Pour être concret, avez-vous des exemples de curiosités ?
On ne comprend pas par exemple qu’un département comme le Mfoundi peut avoir à lui tout seul sept députés alors que d’autres départements dont la population est similaire n’ait pas le même nombre de députés. On ne comprendrait pas pourquoi il y a une seule circonscription par exemple dans le Mfoundi alors que dans le Wouri par exemple, nous avons deux circonscriptions électorales. Une autre curiosité, c’est que dans le département de Ngoketunjia, on a créé deux circonscriptions justement pour favoriser l’élection d’un leader venant du parti au pouvoir. Pour les premières élections de 1992, on s’est rendu compte que cette circonscription a été entièrement raflée par l’opposition. Dans le découpage électoral, il y a une disposition, une dynamique qui permet aux représentants du parti au pouvoir d’être à l’Assemblée nationale. Par exemple, la Lékié par le nombre de députés qu’on lui accorde est une curiosité extraordinaire par rapport à d’autres départements qui sont beaucoup plus fournis relativement à la taille de la population. Prenez par exemple un département comme le Noun, ou la Mezam, vous verrez que le rapport avec la Lékié ne renvoie à rien qui soit crédiblement démontrable.

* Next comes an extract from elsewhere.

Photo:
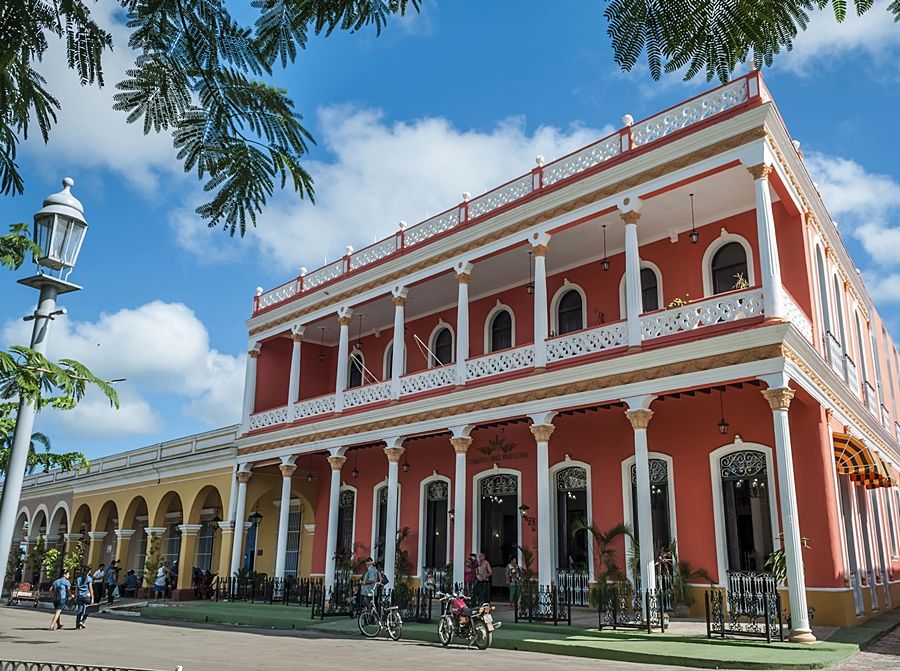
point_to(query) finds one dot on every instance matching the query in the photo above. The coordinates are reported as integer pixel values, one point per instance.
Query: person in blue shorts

Pourquoi l’Etat actuel hésite-t-il à intégrer le principe de la distribution géographique ?
Il faudrait noter que le découpage électoral en science électorale renvoie effectivement à une composante du système électoral. Et tout système électoral a pour objectif non seulement d’encadrer la production de la représentation politique mais aussi et surtout de structurer la positivation du rapport de force de manière à permettre à ceux qui en sont élus de pouvoir gouverner de manière sereine. Le découpage fait donc partie du système électoral. Dans le type de système dans lequel nous nous retrouvons, il n’est pas possible d’envisager un découpage électoral qui soit de nature à favoriser une perte de position au pouvoir du parti dominant. Pour ce qui est du pouvoir central, il y a un risque que par le biais de l’élection parlementaire, le rapport de force bouscule la hiérarchie ou stabilité du pouvoir exécutif.

Que proposez-vous pour améliorer ce découpage électoral ?

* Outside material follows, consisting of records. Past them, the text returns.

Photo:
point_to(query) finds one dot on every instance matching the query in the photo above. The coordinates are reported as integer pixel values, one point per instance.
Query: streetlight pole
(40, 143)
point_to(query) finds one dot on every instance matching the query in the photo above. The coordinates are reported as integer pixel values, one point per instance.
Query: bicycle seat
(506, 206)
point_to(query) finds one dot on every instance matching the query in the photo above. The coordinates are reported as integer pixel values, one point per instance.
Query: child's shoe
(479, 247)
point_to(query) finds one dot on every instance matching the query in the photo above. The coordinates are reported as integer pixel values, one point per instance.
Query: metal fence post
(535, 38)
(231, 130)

En tant qu’expert électoral, je propose que le système électoral de manière générale soit changé. Aujourd’hui, notre système électoral est encadré par un code électoral qui est une insulte pour l’ensemble des juristes ou des experts du code électoral, il faut le changer. Il faut instaurer une dynamique et un processus consensuel au code électoral qui doit être l’émanation de ceux qui doivent transférer le pouvoir parce que l’élection, c’est un transfert de pouvoir d’un individu ou groupe d’individus. Ils doivent être au cœur du processus de construction du cadre légal. M. Biya doit ouvrir un débat national sur le code électoral et in fine on aura un débat sur la dynamique de découpage électoral. Sur ce point de vue, il n’y a pas d’autres suggestions magiques. Le système électoral est un élément dans le code électoral et il ne peut être crédible que s’il est consensuel. J’attends la convocation d’un groupe d’experts pluridisciplinaire pour concevoir un nouveau code électoral.